\documentclass{article}
% margins
\setlength{\oddsidemargin}{0in}
\setlength{\evensidemargin}{0in}
\setlength{\textwidth}{6.5in}
\setlength{\topmargin}{-.5in}
\setlength{\textheight}{9in}
\setlength{\parskip}{12pt}
\setlength{\parindent}{0pt}
\begin{document}
\pagestyle{empty}
\mbox{} \hfill Michelle Strout \\
\mbox{} \hfill November 22, 2005 and updated August 30, 2010
\begin {center}
\large Review of {\em A Data Locality Optimizing Algorithm~\cite{WL91a}}\normalsize\\
\end {center}
{\bf What problem did the paper address? Who is the intended audience?}\\
The big picture problem is how can we improve program performance given
the large latency between the processor and memory. The audience is compiler
researchers and writers because they are focusing on an existing compilation technique
%An approach that has been used in the past is a transformation
called tiling, which was developed to avoid memory access latency .
The paper addresses the problem that not all loops are initially tileable.
Specifically they answer the question, what combination of
loop permutation, skewing, and reversal (unimodular transformations)
should be used to make a loop tileable
in a way that will improve data locality?
The problem is hard. Just finding a legal set of unimodular transformations is
exponential in the number of loops~\cite{Shreiber90}.
{\bf Is it important/interesting? What was the context for the paper? } \\
The authors show that performance improvements due to tiling can be
significant by presenting the speedup they observe with tiled matrix multiply.
The matrix multiply computation is both legal and advantageous to tile
in its original form. The authors report a speedup of 2.75 on a single processor
of the CGI 4D/380 machine. Tiling matrix multiply also improves the scaling
of the parallel version of matrix multiply. The un-tiled version experiences a
speedup of 4.5 on 8 processors, and the tiled version experiences a
speedup factor over 7.
This paper has been very influential (according to citeseer it has been cited 465 times).
I think this paper has been so influential because it formulates tiling with rectangular tiles,
generalizes unimodular transformations, and provides
guidance for selecting unimodular transformations that enable tiling.
Irigoin and Triolet~\cite{supernode88}
were the first to describe tiling, which they referr to as supernode
partitioning (the term tiling was introduced by Wolfe~\cite{Wolfe89}).
In the supernode paper, tiles were parallelpipeds. Since Wolf and Lam based
their formulation on hyper-rectangular tiles, it makes code generation easier while not
actually restricting tile shape (because it is possible to skew the iteration space).

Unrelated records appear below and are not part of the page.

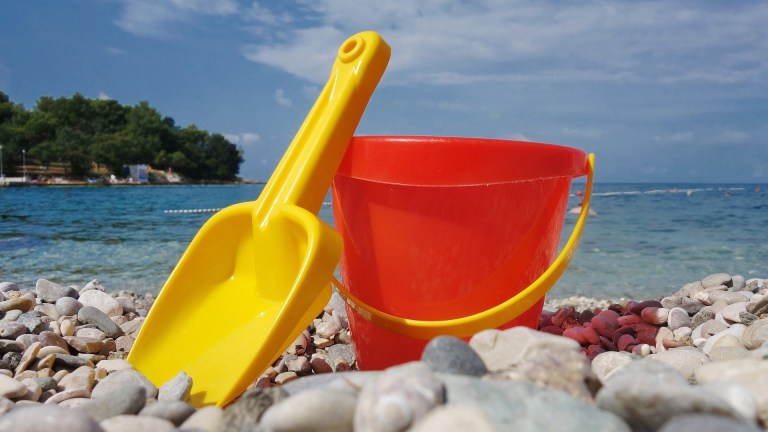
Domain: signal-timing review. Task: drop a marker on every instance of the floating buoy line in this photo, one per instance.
(192, 211)
(212, 210)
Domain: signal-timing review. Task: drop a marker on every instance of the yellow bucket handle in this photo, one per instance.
(491, 318)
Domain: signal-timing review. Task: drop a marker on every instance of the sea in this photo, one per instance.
(645, 240)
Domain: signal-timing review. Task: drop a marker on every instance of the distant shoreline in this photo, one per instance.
(128, 184)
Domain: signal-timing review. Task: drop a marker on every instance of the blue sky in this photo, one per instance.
(660, 91)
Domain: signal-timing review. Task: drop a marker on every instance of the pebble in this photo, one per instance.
(209, 418)
(696, 359)
(706, 423)
(101, 301)
(34, 418)
(448, 354)
(756, 334)
(11, 388)
(93, 315)
(645, 396)
(176, 389)
(455, 417)
(131, 423)
(68, 306)
(175, 411)
(128, 399)
(12, 329)
(48, 291)
(685, 361)
(339, 407)
(397, 399)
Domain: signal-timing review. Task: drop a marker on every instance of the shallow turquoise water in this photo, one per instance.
(646, 240)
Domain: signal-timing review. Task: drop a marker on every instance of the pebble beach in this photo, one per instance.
(693, 360)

Unimodular transformation frameworks for doubly-nested loops were introduced by
Banerjee~\cite{Banerjee90}. The Wolf and Lam paper generalizes unimodular
transformations and perhaps more importantly provides guidance for selecting
such transformations based on reuse analysis.
{\bf What is the approach used to solve the problem? } \\
They create a unimodular transformation that results in loop experiencing reuse becoming
fully permutable and therefore tileable.
We summarize their approach
using the following loop as an example:
\begin{verbatim}
for i = 0 to N
for j = 0 to N
A[i,j] = A[i-1,j] + A[i,j-1]
\end{verbatim}
The reuse analysis first divides array accesses within the loop into
uniformly generated reference sets, which are those accesses that differ
only be a constant vector. In our example, all three array references are in the
same uniformly generated reference set, where
{\tt A[}$[ H\left[ \begin{array}{c} i\\ j \end{array} \right] + \left[ \begin{array}{c} c_i\\ c_j \end{array} \right]$ {\tt ]}
and
$H = \left[ \begin{array}{cc} 1& 0\\ 0 &1 \end{array} \right]$.

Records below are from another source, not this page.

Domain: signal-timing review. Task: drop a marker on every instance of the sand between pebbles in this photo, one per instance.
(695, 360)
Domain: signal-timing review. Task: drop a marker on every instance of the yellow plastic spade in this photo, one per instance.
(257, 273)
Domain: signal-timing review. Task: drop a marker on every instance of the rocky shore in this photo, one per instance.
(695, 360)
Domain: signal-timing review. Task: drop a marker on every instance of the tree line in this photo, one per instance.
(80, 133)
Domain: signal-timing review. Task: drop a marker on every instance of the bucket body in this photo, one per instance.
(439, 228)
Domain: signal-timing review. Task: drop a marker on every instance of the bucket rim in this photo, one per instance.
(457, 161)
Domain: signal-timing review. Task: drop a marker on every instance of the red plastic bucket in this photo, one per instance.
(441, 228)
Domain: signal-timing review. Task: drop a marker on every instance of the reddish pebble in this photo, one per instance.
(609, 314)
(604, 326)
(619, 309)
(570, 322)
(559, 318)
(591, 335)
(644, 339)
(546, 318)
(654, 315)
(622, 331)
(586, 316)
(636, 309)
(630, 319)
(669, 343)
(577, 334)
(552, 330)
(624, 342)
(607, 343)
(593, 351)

The next step in the reuse analysis is to calculate the self-temporal $R_{ST}$,
self-spatial $R_{SS}$, group temporal $R_{GT}$, and group spatial $R_{GS}$
reuse vector spaces. The self-temporal reuse vector space indicates which
individual array references access the same location at different iterations in the loop.
For our example, each array access reads or writes a different location at each iteration, therefore
$R_{ST} = \emptyset$. Self-spatial reuse indicates that an array access is reusing data
within a cache-line. For our example,
$R_{SS} = ker H_s = ker \left[ \begin{array}{cc} 1& 0\\ 0 & 0 \end{array} \right] = span\{(0,1)\}$.
Group temporal reuse occurs when two different array accesses read or write the
same storage location in different iterations. For our example, $R_{GT} = span\{(1,0),(0,1)\}$.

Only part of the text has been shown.